Chinese retail growth is very healthy says Squali, as he points to a particularly robust Singles Day performance for Alibaba. Indeed, the company’s hugely successful Singles Day statistics impressed the market- backed by strong Chinese consumer buying, 4x growth in global brands and increased mobile-based shopping. This leads him to boost his revenue estimates for the quarter up to $11.98 billion from $11.55 billion previously. He also expects monetization to show improvement due to tweaks on mobile and desktop, with active user growth also set to increase 11% year-over-year.
Squali also points out that investments are high- hence his lowers EBITDA estimates versus the Street- but also accepts that this comes from a position of strength.
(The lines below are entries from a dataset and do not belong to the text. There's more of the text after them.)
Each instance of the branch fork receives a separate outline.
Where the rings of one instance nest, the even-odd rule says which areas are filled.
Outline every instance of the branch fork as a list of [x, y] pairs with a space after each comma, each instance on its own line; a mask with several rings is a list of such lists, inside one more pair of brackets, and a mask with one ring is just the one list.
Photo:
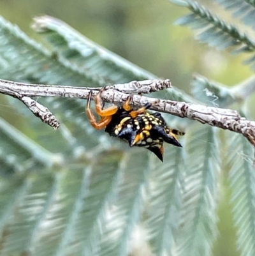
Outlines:
[[[115, 84], [106, 87], [102, 93], [103, 100], [121, 105], [131, 94], [134, 94], [133, 103], [135, 107], [140, 107], [145, 103], [154, 103], [150, 109], [168, 113], [180, 117], [198, 121], [224, 130], [242, 134], [252, 145], [255, 146], [255, 121], [240, 116], [237, 111], [200, 104], [164, 100], [140, 95], [142, 93], [171, 88], [169, 80], [146, 80], [129, 83]], [[80, 87], [43, 84], [30, 84], [0, 79], [0, 93], [9, 95], [21, 100], [30, 110], [44, 123], [57, 129], [59, 123], [46, 107], [32, 99], [34, 96], [66, 97], [87, 98], [89, 92], [96, 96], [101, 87]]]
According to Squali this is “driven by full consolidation of Cainiao, increased investments in New Retail, international expansion, and content.” In a widely applauded move, BABA increased its stake in logistics company Cainiao to51% from 47% for $807 million. BABA also announced its intention to invest $15.2 billion in the company over the next five years to aggressively expand and strengthen its global logistics network.
Net net, Squali ramps up his price target from $210 to $240 (18% upside potential). He explains that “our $240 DCF-derived PT is based on ~32% revenue CAGR, and long-term EBITDA margin of ~49% by 2024.”
In the last three months, BABA has scored 100% buy ratings. These 18 bullish analysts have a $224.87 average analyst price target- suggesting over 11% upside from the current share price. Like with FB Squali turns out to be more bullish than consensus.